2.   A Comissão fica habilitada a adotar atos delegados nos termos do artigo 11.o-A a fim de completar o presente regulamento mediante a concessão de derrogações ao disposto nos anexos II e III, tendo em conta os fatores de risco relevantes, e desde que essas derrogações não afetem a concretização dos seguintes objetivos do presente regulamento:

a)

facilitar o cumprimento, por parte das pequenas empresas, dos requisitos estabelecidos nos anexos,

b)

permitir que continuem a ser utilizados métodos tradicionais em qualquer das fases da produção, transformação ou distribuição de géneros alimentícios,

c)

dar resposta às necessidades das empresas do setor alimentar situadas em regiões sujeitas a condicionalismos geográficos especiais,

d)

facilitar o trabalho de estabelecimentos que produzem matérias-primas destinadas à produção de produtos alimentares altamente refinados e que tenham sido submetidos a um tratamento que garanta a sua segurança.»;

5)

O artigo 11.o é alterado do seguinte modo:

a)

A frase introdutória passa a ter a seguinte redação:

«Sem prejuízo da aplicabilidade geral do artigo 9.o e do artigo 10.o, n.o 1, a Comissão pode aprovar as seguintes medidas, por meio de atos de execução. Os referidos atos de execução são adotados pelo procedimento a que se refere o artigo 12.o, n.o 2.»;

b)

São suprimidos os n.os 1, 5, 6, 7 e 8.

6)

É inserido o seguinte artigo:

«Artigo 11.o-A

Exercício da delegação

1.   O poder de adotar atos delegados é conferido à Comissão nas condições estabelecidas no presente artigo.

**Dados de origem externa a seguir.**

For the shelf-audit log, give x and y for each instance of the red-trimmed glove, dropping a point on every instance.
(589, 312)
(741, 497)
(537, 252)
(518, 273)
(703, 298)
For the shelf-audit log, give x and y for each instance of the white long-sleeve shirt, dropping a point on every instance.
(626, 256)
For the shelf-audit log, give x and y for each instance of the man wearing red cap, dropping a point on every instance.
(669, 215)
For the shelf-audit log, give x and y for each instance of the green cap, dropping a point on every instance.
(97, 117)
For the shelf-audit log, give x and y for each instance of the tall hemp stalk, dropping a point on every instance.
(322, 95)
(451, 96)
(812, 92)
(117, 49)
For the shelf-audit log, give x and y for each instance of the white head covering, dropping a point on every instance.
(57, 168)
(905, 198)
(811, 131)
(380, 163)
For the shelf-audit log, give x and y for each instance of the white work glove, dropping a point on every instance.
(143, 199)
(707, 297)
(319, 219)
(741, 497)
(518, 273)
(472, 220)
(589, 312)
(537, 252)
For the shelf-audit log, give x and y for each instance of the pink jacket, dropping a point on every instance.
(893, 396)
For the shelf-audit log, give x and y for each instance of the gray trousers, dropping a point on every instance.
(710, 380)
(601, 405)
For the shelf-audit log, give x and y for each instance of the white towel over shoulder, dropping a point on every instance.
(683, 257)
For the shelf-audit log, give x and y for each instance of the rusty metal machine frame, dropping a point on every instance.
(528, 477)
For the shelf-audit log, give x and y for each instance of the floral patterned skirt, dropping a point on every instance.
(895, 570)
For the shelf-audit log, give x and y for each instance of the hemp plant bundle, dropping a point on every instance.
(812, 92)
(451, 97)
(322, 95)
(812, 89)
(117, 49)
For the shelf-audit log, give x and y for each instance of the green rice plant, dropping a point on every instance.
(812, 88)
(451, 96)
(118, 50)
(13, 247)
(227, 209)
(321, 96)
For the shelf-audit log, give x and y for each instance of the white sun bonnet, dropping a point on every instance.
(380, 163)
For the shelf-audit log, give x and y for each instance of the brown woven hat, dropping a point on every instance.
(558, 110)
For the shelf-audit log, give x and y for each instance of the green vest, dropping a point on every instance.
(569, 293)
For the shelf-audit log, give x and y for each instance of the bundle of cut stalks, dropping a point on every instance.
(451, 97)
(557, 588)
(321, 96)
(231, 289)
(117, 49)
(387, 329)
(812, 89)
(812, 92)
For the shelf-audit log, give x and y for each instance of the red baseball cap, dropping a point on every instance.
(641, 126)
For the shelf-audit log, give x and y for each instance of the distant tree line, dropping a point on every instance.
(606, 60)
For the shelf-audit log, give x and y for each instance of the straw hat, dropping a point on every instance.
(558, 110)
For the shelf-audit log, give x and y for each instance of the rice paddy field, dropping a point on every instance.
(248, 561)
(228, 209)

2.   O poder de adotar atos delegados referido no artigo 3.o, n.o 2, no artigo 8.o, n.o 3, alínea a), e no artigo 10.o, n.os 1 e 2, é conferido à Comissão por um prazo de cinco anos a contar de 26 de julho de 2019. A Comissão elabora um relatório relativo à delegação de poderes pelo menos nove meses antes do final do prazo de cinco anos. A delegação de poderes é tacitamente prorrogada por períodos de igual duração, salvo se o Parlamento Europeu ou o Conselho a tal se opuserem pelo menos três meses antes do final de cada prazo.

3.   A delegação de poderes referida no artigo 3.o, n.o 2, no artigo 8.o, n.o 3, alínea a), e no artigo 10.o, n.os 1 e 2, pode ser revogada em qualquer momento pelo Parlamento Europeu ou pelo Conselho. A decisão de revogação põe termo à delegação dos poderes nela especificados. A decisão de revogação produz efeitos a partir do dia seguinte ao da sua publicação no Jornal Oficial da União Europeia ou de uma data posterior nela especificada. A decisão de revogação não afeta os atos delegados já em vigor.

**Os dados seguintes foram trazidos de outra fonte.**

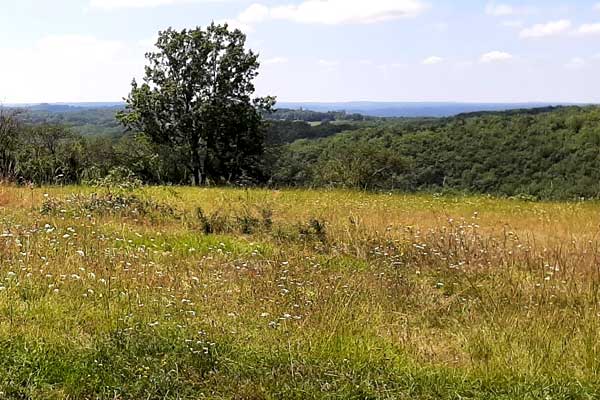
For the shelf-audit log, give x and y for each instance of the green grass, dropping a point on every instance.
(385, 297)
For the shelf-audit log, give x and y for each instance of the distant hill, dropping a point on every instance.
(417, 109)
(373, 109)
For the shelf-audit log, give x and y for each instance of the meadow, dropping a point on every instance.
(189, 293)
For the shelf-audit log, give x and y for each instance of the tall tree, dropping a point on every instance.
(197, 97)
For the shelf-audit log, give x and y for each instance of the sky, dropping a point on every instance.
(316, 50)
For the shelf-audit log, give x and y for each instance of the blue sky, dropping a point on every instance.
(316, 50)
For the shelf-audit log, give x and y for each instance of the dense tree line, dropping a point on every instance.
(552, 153)
(194, 120)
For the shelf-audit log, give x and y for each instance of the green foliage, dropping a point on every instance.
(550, 154)
(196, 97)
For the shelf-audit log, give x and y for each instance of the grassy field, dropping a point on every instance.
(183, 293)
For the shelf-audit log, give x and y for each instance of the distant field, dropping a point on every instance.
(184, 293)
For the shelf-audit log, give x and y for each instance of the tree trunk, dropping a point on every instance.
(196, 164)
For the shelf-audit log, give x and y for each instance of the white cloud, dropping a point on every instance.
(432, 60)
(101, 69)
(588, 30)
(329, 63)
(552, 28)
(275, 60)
(576, 63)
(499, 10)
(495, 56)
(254, 14)
(335, 12)
(115, 4)
(512, 24)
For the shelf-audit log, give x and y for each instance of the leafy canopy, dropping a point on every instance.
(197, 97)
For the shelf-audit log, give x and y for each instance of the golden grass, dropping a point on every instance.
(466, 296)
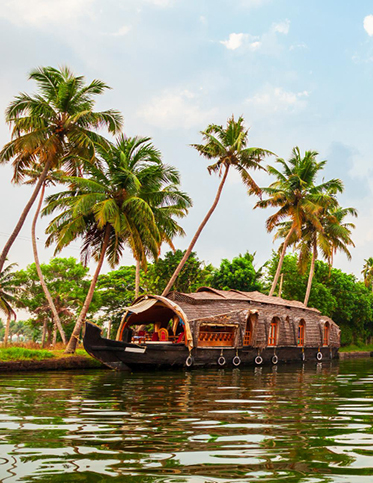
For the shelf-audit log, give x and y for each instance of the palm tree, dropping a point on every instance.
(297, 198)
(53, 128)
(368, 272)
(334, 235)
(229, 147)
(8, 296)
(54, 176)
(167, 202)
(106, 211)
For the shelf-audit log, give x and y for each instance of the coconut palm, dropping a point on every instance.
(106, 211)
(297, 197)
(228, 145)
(160, 189)
(334, 235)
(8, 296)
(31, 176)
(368, 272)
(54, 127)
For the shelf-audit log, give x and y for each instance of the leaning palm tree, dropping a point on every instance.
(53, 128)
(297, 198)
(229, 147)
(368, 272)
(160, 189)
(31, 176)
(8, 296)
(106, 211)
(333, 235)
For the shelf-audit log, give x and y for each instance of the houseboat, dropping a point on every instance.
(214, 328)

4.   Antes de adotar um ato delegado, a Comissão consulta os peritos designados por cada Estado-Membro de acordo com os princípios estabelecidos no Acordo Interinstitucional, de 13 de abril de 2016, sobre legislar melhor (*62).

5.   Assim que adotar um ato delegado, a Comissão notifica-o simultaneamente ao Parlamento Europeu e ao Conselho.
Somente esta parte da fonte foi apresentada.